I will, soon, have to attack the lower banking as the grass is getting too long and I cannot use the excuse of letting daffodils build up their bulbs for next year.


 The anthemis and self sown feverfew here light top a dark corner whilst Crocosmia Lucifer is blasting out its red. I put some in a vase in the church porch for the weekend - I wonder if anyone realised they had Lucifer in the church?


And then there are the ducks - by the pond. As we walk around one way the duck waddles ahead of us, just keeping out of range. Today I saw a cock reed bunting in the vegetation at the side of the water.   

We have two nests of house martins though sadly no swallows this year. Sitting out is interesting as the feeding parents zoom past our heads.

Still eating raspberries - and finally bought some cream.

Friday 7 July 2017

DUCKS AND DAISIES


The battle with the blackbirds goes on - I wish I had put in a fruit cage now - the redcurrants are decimated, blackcurrants going the same way and raspberries half eaten. Yesterday I caught a blackbird caught within the netting I had put around the fruit.The plums and apples look ok but the pears, greengages and to some extent damsons have fallen foul of the late spring frost.

R's saga with the mallard goes on and then I caught them on the camera walking up the garden top the field, presumably on their way to the Mill Dam a third of a kilometre away.



Bad back! Its is not the scything that does it but the raking of the cut grass.

Bees have been mentioned - my daughter and her family have a guest hive in their field in Herefordshire. It would help with pollination? We seem to have mainly bumble bees.

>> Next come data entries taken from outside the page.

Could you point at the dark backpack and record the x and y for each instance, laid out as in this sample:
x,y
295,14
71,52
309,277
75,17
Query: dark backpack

It is the season of Oxeye daisies - albeit wild they give a dazzling display.

Just caught a jay in the squirrel trap again. In the local paper their was an offer to take away (and cull) grey squirrels but if someone else is going to kill them is that much different from me doing it - I'd have still done 'em in.

Having to take a break as bad back - more pressure to get help in the garden - can still pick raspberries though (when I am not eating them).

 And so to birdlife in the garden - the greater spotted woodpecker feeding its offspring thought the latter is as bias the adult.

Under the feeders the hen pheasant collects the cast off bits of peanuts and seeds.



And she is guarded by her male half as she wandered through the roses.



 On the edge of the shed roof birds queue up for the feeders - a place I think might be very vulnerable to a passing sparrowhawk. Here a cock tree sparrow and a greenfinch.

Meanwhile there are fledgelings everywhere, waiting in shrubs and on fences to be fed.


One joy of a garden is having flowers in the house especially pinks with their wonderful scent.